A Wisconsin man recently became the latest alleged sex abuse victim to sue Pope Benedict XVI and the Vatican. But the Vatican is a sovereign nation, and — as its head of state — the pope is often considered immune from such suits under international law. Is it possible to sue the Pontiff? Here's a quick guide:

What's the Wisconsin case about?
The Wisconsin plaintiff, identified as "John Doe 16," says Pope Benedict and other senior Vatican officials failed to discipline Rev. Lawrence Murphy who allegedly molested up to 200 boys at a school for the deaf from 1950 to 1974 before his 1998 death. (Watch a BBC report about the claim.) The plaintiff's attorney, Jeff Anderson, is arguing that the Vatican is essentially a global business empire, with the pope as CEO — liable for what goes on in individual dioceses, due to its "commercial activity" (i.e. fundraising) there.

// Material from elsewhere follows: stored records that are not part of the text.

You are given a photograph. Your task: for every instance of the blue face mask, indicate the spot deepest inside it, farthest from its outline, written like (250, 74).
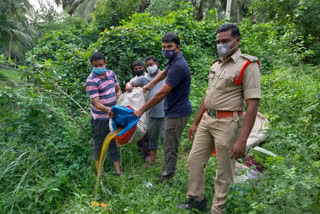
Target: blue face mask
(169, 54)
(99, 71)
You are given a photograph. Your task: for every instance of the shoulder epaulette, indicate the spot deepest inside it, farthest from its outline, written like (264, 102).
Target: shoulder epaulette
(217, 60)
(249, 57)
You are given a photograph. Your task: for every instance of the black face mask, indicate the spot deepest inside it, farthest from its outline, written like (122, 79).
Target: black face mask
(139, 73)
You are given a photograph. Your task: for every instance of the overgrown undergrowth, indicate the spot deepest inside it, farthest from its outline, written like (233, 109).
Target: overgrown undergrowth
(46, 163)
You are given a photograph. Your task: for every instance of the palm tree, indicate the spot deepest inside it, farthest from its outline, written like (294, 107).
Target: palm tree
(15, 29)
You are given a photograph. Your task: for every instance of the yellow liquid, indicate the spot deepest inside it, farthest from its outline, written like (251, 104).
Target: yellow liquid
(102, 156)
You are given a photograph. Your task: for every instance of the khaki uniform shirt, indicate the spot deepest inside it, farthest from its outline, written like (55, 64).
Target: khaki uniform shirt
(223, 94)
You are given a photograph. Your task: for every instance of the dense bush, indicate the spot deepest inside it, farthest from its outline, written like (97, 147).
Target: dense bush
(46, 163)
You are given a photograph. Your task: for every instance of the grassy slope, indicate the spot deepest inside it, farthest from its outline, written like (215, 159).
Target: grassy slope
(286, 93)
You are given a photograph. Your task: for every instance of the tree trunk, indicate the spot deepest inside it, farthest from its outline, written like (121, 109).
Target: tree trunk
(228, 9)
(10, 46)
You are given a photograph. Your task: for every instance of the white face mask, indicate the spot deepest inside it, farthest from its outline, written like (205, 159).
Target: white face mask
(152, 69)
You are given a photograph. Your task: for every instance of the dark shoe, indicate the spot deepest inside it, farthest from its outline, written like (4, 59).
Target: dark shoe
(194, 204)
(165, 179)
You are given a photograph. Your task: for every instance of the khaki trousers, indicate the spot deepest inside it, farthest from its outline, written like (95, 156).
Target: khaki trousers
(173, 128)
(219, 134)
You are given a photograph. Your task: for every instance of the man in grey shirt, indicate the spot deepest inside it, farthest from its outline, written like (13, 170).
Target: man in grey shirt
(155, 115)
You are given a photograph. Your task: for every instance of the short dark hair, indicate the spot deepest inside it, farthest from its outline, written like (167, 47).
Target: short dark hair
(151, 57)
(229, 26)
(171, 37)
(97, 56)
(138, 63)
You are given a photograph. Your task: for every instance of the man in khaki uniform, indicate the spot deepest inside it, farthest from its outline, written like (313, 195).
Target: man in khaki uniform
(233, 80)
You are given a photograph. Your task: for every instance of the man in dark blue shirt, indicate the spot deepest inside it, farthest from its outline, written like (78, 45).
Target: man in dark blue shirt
(175, 90)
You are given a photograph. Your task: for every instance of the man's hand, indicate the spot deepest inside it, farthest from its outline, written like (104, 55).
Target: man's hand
(138, 113)
(146, 88)
(191, 132)
(129, 87)
(238, 150)
(110, 113)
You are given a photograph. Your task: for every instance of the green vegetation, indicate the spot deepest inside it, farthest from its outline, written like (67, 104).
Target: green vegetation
(46, 156)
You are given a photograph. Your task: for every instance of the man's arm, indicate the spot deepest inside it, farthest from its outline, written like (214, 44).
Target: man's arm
(118, 91)
(196, 121)
(96, 102)
(130, 85)
(161, 76)
(160, 95)
(239, 148)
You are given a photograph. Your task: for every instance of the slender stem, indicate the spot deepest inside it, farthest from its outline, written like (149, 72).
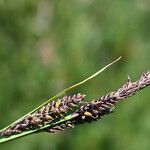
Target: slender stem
(53, 98)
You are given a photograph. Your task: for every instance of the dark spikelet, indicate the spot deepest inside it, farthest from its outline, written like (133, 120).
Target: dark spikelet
(94, 110)
(103, 106)
(60, 127)
(45, 115)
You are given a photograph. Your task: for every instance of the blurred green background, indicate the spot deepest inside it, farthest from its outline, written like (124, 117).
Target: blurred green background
(48, 45)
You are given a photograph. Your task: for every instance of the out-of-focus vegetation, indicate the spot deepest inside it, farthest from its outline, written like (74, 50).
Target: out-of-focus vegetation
(47, 45)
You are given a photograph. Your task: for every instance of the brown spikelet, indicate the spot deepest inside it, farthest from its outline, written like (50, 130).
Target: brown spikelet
(45, 115)
(94, 110)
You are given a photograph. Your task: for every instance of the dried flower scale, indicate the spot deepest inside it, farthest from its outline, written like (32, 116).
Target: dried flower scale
(105, 105)
(59, 114)
(46, 114)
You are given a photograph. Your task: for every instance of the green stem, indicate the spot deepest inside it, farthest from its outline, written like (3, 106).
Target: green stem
(53, 98)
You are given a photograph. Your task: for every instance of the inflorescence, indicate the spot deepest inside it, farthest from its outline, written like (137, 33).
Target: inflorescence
(78, 111)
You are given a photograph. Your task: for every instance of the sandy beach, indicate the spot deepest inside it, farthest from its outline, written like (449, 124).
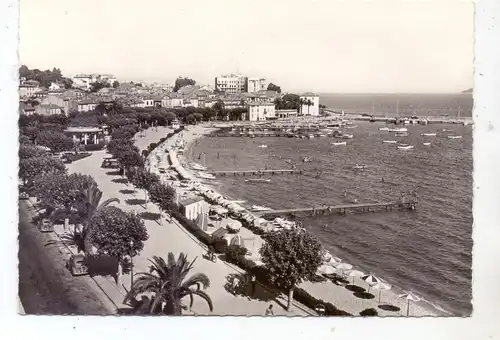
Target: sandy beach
(340, 296)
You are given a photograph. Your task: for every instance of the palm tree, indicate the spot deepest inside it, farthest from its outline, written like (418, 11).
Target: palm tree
(302, 102)
(308, 103)
(169, 284)
(91, 205)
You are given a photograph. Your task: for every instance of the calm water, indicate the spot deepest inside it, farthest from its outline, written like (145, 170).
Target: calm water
(427, 251)
(409, 104)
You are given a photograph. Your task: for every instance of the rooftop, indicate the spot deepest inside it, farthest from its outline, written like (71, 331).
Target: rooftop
(190, 201)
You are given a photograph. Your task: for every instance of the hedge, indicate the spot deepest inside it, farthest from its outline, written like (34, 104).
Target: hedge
(93, 147)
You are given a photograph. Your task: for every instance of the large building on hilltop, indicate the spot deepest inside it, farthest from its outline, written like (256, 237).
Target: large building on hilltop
(257, 84)
(231, 83)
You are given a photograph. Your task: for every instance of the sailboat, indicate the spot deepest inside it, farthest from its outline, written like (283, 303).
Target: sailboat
(372, 118)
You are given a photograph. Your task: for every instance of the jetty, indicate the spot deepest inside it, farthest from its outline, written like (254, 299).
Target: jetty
(258, 172)
(343, 209)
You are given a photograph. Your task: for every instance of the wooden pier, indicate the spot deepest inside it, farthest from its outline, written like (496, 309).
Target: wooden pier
(343, 209)
(256, 172)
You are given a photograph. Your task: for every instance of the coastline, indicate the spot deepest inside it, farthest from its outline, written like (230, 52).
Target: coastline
(328, 291)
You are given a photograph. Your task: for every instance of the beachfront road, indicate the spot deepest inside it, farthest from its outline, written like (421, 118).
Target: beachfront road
(45, 286)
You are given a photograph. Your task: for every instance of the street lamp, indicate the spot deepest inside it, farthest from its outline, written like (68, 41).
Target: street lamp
(131, 265)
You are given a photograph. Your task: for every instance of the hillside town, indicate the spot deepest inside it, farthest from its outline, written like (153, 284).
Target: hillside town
(255, 98)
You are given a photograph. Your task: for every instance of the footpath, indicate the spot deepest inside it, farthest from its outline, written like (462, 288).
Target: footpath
(167, 237)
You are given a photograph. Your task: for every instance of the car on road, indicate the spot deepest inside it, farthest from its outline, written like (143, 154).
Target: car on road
(76, 265)
(109, 163)
(45, 225)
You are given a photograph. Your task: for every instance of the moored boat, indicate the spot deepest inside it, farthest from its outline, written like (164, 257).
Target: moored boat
(205, 175)
(198, 167)
(258, 180)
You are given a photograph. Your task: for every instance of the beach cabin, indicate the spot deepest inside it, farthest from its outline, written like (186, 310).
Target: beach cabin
(192, 207)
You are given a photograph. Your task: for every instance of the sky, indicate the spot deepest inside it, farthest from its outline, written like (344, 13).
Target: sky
(325, 46)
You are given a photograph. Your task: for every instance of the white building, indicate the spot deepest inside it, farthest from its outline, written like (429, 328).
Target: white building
(310, 104)
(256, 84)
(260, 111)
(83, 81)
(231, 83)
(28, 90)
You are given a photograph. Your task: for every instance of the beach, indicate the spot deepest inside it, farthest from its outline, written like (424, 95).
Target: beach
(328, 291)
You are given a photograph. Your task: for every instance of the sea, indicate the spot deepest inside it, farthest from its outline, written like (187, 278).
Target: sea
(427, 251)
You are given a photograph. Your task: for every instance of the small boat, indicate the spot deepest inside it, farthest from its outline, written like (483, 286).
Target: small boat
(258, 180)
(205, 175)
(198, 167)
(259, 208)
(344, 136)
(359, 167)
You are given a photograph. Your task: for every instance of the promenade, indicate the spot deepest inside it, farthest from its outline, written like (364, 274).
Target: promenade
(170, 237)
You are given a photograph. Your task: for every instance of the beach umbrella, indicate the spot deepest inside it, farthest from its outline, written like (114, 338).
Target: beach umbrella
(326, 269)
(371, 279)
(334, 260)
(409, 297)
(343, 267)
(354, 273)
(381, 286)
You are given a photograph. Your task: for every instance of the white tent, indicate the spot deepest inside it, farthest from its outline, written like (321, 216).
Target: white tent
(237, 240)
(233, 225)
(202, 221)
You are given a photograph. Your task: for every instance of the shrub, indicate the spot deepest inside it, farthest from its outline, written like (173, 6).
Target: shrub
(369, 312)
(235, 252)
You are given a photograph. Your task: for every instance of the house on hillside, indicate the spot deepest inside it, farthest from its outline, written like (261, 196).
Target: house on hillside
(310, 104)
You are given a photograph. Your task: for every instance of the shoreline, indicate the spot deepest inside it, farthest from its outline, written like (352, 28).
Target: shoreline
(420, 308)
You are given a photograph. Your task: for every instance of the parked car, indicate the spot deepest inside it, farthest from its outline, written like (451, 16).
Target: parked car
(109, 163)
(77, 265)
(45, 225)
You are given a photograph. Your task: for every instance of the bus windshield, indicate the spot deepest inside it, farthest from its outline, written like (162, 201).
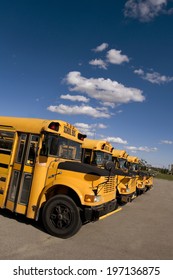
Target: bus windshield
(62, 147)
(99, 157)
(133, 166)
(122, 163)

What are John Doe 16's chances of success?
Many legal experts say the lawyer's argument won't stand up in court. To date, individual dioceses have typically been treated as independent entities. But Anderson also hopes the lawsuit will force the Vatican to turn over "secret" documents on other accused priests.

Does pope Benedict have an American lawyer?
Yes. Jeffrey Lena, a Berkeley, CA-based attorney who specializes in sovereign immunity, has become "the pope's de facto spokesman" in America. Lena first helped the Vatican when one of its banks was accused of holding valuables stolen by Nazi sympathizers.  

Are there other suits against the pope?
Several, though none has been successful — yet. So far, legal judgments on the matter have been contractory.

How so?
In 2005, a federal judge in a Texas sex-abuse case ruled that the pope is immune from prosecution as the sovereign leader of Vatican City. Not so fast, said the 9th Circuit Court of Appeals more recently. If lawyers can prove that the offending priest is a direct employee of the pope, the Vatican may be vulnerable. Since the United Nations doesn't officially recognize Vatican City as a state, some lawyers make the long-shot argument that the pope lacks soverign immunity.

If he can't be sued, can the pope be arrested?
Two British athiests hope to do just that, but actual arrests of heads of state are rare: Panama's Manuel Noriega and Yugoslavia's Slobodan Milosevic are exceptions.